If people spend most of their money on Rent or paying Debts, then they won't have much money for food, for pubs, clothes, to go to concerts etc.....

Even if you believe in Capitalism, surely you must admit that the current system is not working.

@DGI nobody believes in capitalism. it can only be faked. when anyone who claims otherwise look at the examples they use and how those align with their short term financial interests: you will find they always do. always.

interest in capitalism can only ever be faked because it is not an ideology. it is just an abuse system built on the disgraceful feeling of greed.

@DGI I admit that the current system isn't working, but you also have to admit that common people weren't exactly enjoying their lives before it.
Concerts, new clothes, vacations were luxuries rarely or never experienced.

@DGI The part of markets is working quite well, but the fixation on shareholder value is breaking it. Marktets and money could work in other ways too.
Currently nothing rely stops rich from getting richer and this is cause by a fundamental flaw in the system.

The demurrage on money from Silvio Gesell could help here.

From the popular British economist John Maynard Keynes:
"I believe that the future will learn more from the spirit of Gesell than from that of Marx."

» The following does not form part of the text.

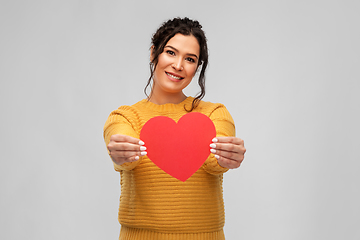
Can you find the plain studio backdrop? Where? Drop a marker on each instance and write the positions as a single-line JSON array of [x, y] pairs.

@DGI Mainstream economic theories are broken too.

Even the IMF says:
"the zero lower bound is not a law of nature; it is a policy choice."
https://www.imf.org/en/publications/wp/issues/2019/04/29/enabling-deep-negative-rates-a-guide-46598

Enabling Deep Negative Rates to Fight Recessions: A Guide

The experience of the Great Recession and its aftermath revealed that a lower bound on interest rates can be a serious obstacle for fighting recessions. However, the zero lower bound is not a law of nature; it is a policy choice. The central message of this paper is that with readily available tools a central bank can enable deep negative rates whenever needed—thus maintaining the power of monetary policy in the future to end recessions within a short time. This paper demonstrates that a subset of these tools can have a big effect in enabling deep negative rates with administratively small actions on the part of the central bank. To that end, we (i) survey approaches to enable deep negative rates discussed in the literature and present new approaches; (ii) establish how a subset of these approaches allows enabling negative rates while remaining at a minimum distance from the current paper currency policy and minimizing the political costs; (iii) discuss why standard transmission mechanisms from interest rates to aggregate demand are likely to remain unchanged in deep negative rate territory; and (iv) present communication tools that central banks can use both now and in the event to facilitate broader political acceptance of negative interest rate policy at the onset of the next serious recession.